Man trifft sich hier nicht nur zum Sonnenuntergang, sondern auch zum Sonnenaufgang. Natürlich an einem anderen Ort. Und der Aufgang ist derzeit ca. 5:42. Also heute ohne Frühstück. Und da ist es schon voll. Obwohl verboten, bin ich sicher: hier haben viele im Park übernachtet, denn der öffnet erst um 5:30. (Parkgebühr übrigens 25 $ pP für 3 Tage). Das Wetter ist wieder nicht perfekt und ziemlich windig, aber immer noch gilt: trotzdem schön.

Ich erinnere mich nicht mehr, ob ich damals einmal komplett um den Uluru herum gewandert bin. Eher nicht. Dieses Mal hätte ich es gern getan, aber die 2 h sind irgendwie nicht mehr drin Wir wandern nur ein paar hundert Meter, aber schon da sieht man die unglaublich interessanten Formationen, die der Felsen bietet.

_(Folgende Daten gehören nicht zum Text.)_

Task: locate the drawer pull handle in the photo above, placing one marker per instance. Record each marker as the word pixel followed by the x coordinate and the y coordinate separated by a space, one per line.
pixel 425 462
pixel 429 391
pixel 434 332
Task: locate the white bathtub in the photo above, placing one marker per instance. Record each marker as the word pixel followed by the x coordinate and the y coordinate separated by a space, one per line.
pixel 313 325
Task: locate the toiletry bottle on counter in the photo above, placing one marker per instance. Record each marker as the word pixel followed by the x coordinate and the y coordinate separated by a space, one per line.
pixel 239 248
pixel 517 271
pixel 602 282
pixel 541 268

Nach ein paar Tests mit der Drohne und einem ausgiebigen Frühstück im Sails of the Desert geht es dann wirklich los auf die weite Tour nach Coober Pedy. Ich war nicht sicher, ob man nicht noch einen Zwischenstopp einlegen sollte, aber keine der kommenden Stationen war wirklich einladend. Zunächst aber ein kurzer Halt fürs Foto vom Mount Connor. Hatte ich damals vergessen. Aber ich habe mich schon damals gefragt, warum niemand diesen tollen Tafelberg touristisch ausschlachtet - bietet sich doch an. Und der Sand, durch den man zum Lookout muss, ist wirklich so rot.


Am Erlunda Road House nach ca. 250 km trifft der Lasseter Highway auf den Stuart Highway. Links geht es nach Alice Springs, rechts nach Adelaide. Links hatte ich damals, jetzt geht es rechts lang. Nicht ohne vorher noch zu tanken, einen Kaffee zu bestellen und die Emus zu ärgern.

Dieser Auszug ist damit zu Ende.